Unfortunately, I'm not currently working on a project that does a lot of filesystem traversal (that's why walkdir development stalled for so long - I moved on from the project I wrote it to help with), so I don't have a great intuition for the most useful API here :(

ncoghlan commented 8 years ago

There's also a simpler option (which avoids touching the file list at all), which is to make the option "include_leaf_subdirs", and have it be off by default for both limit_depth and filtered_walk (preserving the current behaviour of both dir_paths and all_paths).

Setting it to on would restore the current behaviour of limit_depth (where it doesn't clear the subdirectory list until after iteration) in the underlying walk, with the corresponding changes to the output of dir_paths and all_paths.

palaviv commented 8 years ago

I am against changing filtered_walk as it is very useful without the *_paths functions and the current implementation of filtered_walk works great and is not changed from 0.3. What I think would be a better solution is just changing dir_path documentation to explain that it will list all subdirs of the folders in depth depth.

ncoghlan commented 8 years ago

After sleeping on it, what do you think of the idea of reverting dir_paths to its 0.3 implementation (so it goes back to only reporting visited directories) and adding a subdir_paths that uses the current implementation where new root directories are still reported when visited, but subdirectories are reported when their parent directory is visited (thus capturing subdirectories of leaf directories in a depth limited walk, as well as symlinks to directories when link following is turned off).
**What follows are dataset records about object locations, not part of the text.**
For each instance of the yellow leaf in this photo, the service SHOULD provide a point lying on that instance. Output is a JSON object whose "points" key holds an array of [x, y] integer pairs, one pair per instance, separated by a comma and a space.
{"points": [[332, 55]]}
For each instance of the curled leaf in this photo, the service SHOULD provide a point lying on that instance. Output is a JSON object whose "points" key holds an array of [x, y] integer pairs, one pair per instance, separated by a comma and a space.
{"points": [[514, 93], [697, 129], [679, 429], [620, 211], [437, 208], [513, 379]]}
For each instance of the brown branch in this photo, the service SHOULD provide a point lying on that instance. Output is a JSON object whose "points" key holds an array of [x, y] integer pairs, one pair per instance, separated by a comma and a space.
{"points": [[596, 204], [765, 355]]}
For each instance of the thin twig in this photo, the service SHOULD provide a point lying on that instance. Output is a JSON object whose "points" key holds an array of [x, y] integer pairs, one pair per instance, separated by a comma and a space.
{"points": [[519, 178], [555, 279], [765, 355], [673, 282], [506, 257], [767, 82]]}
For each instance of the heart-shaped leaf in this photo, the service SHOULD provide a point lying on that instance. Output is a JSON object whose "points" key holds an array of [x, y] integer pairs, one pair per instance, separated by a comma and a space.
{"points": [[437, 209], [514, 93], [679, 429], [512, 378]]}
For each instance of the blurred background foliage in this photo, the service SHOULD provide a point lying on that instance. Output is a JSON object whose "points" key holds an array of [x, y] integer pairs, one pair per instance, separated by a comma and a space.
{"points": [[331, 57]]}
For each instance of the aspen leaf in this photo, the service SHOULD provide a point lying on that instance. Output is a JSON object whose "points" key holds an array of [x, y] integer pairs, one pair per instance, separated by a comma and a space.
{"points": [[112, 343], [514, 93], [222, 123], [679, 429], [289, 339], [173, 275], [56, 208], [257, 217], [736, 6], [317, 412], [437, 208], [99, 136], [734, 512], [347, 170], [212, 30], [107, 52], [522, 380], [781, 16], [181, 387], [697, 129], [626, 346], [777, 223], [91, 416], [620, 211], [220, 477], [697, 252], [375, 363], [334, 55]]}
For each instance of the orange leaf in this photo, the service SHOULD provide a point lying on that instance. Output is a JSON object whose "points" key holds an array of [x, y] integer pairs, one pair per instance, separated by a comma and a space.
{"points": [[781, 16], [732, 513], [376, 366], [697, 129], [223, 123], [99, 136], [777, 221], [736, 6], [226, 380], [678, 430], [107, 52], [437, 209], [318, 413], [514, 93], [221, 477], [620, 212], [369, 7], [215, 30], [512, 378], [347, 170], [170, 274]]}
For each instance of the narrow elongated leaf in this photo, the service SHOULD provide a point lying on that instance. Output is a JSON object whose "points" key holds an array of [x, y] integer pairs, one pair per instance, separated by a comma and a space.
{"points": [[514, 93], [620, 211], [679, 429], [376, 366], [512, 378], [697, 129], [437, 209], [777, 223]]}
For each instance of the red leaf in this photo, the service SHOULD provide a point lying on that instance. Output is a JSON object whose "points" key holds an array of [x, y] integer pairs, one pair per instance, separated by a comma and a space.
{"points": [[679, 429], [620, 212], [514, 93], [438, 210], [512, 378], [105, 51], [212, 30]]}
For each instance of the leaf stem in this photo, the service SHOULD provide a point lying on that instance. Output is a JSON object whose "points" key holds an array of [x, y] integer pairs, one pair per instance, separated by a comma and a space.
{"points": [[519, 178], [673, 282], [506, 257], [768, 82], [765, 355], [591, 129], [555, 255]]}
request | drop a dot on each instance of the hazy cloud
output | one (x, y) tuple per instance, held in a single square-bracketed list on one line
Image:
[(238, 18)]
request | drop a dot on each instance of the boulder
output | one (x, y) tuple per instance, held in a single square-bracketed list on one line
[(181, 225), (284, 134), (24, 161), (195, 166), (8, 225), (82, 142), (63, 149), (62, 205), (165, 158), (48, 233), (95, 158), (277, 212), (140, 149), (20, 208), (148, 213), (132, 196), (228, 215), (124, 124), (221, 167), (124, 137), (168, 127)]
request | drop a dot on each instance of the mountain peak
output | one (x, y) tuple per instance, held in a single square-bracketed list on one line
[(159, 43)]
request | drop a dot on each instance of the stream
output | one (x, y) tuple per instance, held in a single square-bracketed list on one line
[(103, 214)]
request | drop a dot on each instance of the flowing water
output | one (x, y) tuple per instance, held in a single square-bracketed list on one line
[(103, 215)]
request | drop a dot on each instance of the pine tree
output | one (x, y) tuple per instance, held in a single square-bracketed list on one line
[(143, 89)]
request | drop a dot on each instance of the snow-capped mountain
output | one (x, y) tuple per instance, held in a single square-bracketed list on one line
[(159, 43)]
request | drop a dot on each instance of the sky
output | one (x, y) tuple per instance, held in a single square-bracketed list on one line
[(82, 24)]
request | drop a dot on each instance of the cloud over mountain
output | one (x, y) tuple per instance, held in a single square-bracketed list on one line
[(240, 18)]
Then the only user visible change in behaviour for 0.4 would be that all_paths would become an interleaved combination of subdir_paths and file_paths, rather than dir_paths and file_paths.

ncoghlan commented 8 years ago

Since adding subdir_paths and reverting the behaviour of dir_paths is a separate idea (now filed as #12) and doesn't impact the new behaviour of all_paths, closing this again.